Maíz inflado

Tendría unos cinco o seis años —tal vez menos—, cuando mi padre —que solía viajar por negocios fuera de la provincia de Alicante, donde vivimos— me trajo una golosina de la que no he vuelto a encontrar su sabor ni su olor. Aun habiéndola buscado pasado el tiempo.

No me agradaba estar días sin verle, pero me compensaba con los regalos que me compraba en las grandes ciudades. Algunas veces un muñeco otras un cuento.

Pero en una ocasión me sorprendió con un paquetito envuelto en papel de celofán color rojo y blanco. Acaricié el envoltorio y dudaba que fueran galletas porque no se parecían a las que comprábamos en casa. Lo estrujé un poco y su sonido  hizo: ¡cris, cris! Entre el papel y el contenido se notaba holgado. ¿Qué será? No lo había visto antes. Pasaban los segundos y mi curiosidad iba creciendo. Le pregunté a mi padre:

—¿Qué es?

—Difícilmente lo descubrirás si no lo abres —me contestó con su sonrisa de oreja a oreja y, viendo cómo mis pequeños ojos brillaban  todo lo que daban de sí.

Tal era mi excitación que postergaba el momento de rasgar la abertura y descubrir su contenido. En este caso no se me ocurría qué podría ser. En las tiendas de golosinas del pueblo no había visto nada parecido.

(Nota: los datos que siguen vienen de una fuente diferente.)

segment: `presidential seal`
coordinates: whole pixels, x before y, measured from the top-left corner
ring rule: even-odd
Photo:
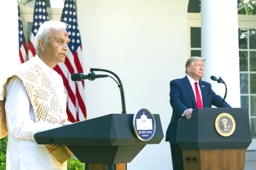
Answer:
[[[134,116],[133,125],[135,134],[143,141],[150,140],[156,131],[156,122],[153,115],[149,110],[141,108]]]
[[[228,113],[221,113],[215,120],[215,128],[222,136],[229,136],[233,134],[235,129],[235,119]]]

Llegó la hora. Lo abrí cuidadosa y lentamente con la intención de guardar el envoltorio y lo primero que hice fue percibir un olor a palomitas, tal vez a castañas asadas, cuyo sabor se quedó grabado en mis papilas gustativas y que no he podido revivir jamás.

Mi padre mirándome me dijo: ¡si no le das un bocado, me lo como yo!

Empecé a mordisquearlo y se partía fácilmente. El sonido crujiente al dar el primer mordisco, podría decir casi volátil deshaciéndose en la boca, me cautivó.

Por más arroz inflado que he intentado buscar como aquel, siempre supe que esa tableta la encargó mi padre solo para mí.